2 Why understanding technology evaluation matters
2.1 The scale of technology investment
Put bluntly, the scale and scope of spending on technology at every level of society worldwide, and the claims and expectations of the economic and social benefits that technology can deliver, ought to mean that technology assessment and evaluation matter. For example, Wray (2007) reported in The Guardian that the global consumer electronics market was predicted to be worth $618.6 billion (£301.5 billion), with an estimated increase of a further 8 per cent for 2008. This is equivalent to $100 for every person on the planet, and is equal to the gross domestic product (GDP) of The Netherlands. The report went on to note that this masks significant variations in actual spending. In western Europe average annual spending on electronic goods per household is $1028. In the United States it is slightly more at $1264.
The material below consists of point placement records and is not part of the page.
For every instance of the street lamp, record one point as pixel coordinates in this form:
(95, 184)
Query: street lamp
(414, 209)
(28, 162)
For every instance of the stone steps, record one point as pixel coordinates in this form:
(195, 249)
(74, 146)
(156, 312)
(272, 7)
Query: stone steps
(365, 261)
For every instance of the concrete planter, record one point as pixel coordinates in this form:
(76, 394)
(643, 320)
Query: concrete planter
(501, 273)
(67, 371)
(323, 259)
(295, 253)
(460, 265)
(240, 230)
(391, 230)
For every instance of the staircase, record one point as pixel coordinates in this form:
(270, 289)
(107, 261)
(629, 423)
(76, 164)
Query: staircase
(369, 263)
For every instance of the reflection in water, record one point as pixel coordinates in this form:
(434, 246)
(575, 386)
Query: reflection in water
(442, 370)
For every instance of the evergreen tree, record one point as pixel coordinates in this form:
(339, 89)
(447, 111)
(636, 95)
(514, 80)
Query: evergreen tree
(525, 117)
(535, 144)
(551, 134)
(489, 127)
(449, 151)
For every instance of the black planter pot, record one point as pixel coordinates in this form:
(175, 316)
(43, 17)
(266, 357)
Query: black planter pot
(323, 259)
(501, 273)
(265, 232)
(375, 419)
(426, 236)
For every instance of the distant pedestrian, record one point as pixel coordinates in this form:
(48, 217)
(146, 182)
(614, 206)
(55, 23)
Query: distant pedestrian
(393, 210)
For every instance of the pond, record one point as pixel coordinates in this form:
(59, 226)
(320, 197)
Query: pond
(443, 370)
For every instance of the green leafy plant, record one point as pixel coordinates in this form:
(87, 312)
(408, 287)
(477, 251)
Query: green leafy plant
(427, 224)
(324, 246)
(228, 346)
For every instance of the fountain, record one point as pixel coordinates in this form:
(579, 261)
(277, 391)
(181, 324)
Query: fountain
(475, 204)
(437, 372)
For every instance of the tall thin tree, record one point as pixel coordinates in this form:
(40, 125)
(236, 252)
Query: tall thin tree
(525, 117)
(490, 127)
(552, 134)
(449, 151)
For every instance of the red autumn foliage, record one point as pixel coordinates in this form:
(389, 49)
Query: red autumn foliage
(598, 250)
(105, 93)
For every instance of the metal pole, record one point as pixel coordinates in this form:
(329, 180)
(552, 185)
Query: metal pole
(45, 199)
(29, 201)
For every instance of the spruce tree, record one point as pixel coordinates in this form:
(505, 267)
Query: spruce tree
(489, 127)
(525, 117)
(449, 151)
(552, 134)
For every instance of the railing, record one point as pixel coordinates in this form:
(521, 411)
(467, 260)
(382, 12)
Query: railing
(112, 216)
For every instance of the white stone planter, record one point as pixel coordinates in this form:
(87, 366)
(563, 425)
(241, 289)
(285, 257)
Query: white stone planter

Spending on consumer technology provides an interesting contrast with military spending, much of which is on technology. Shah (2007) notes that by 2005 global military spending was estimated to have reached $1118 billion: equivalent to 2.5 per cent of world GDP, or $173 per person. Again this masks significant variations in spending from country to country, with the USA responsible for 48 per cent of the total. Shah reports that China is the second largest spender, with a 165 per cent increase in spending between 1996 and 2005. However, the US spend was still seven times larger than this. Russia, the UK, Japan and France make up the remainder of the top six.
Activity 5 Scale of technology spend
Try to think about a minimum of one and a maximum of three examples of the scale of spending on technology. Examples can be of any technology and from anywhere in the world.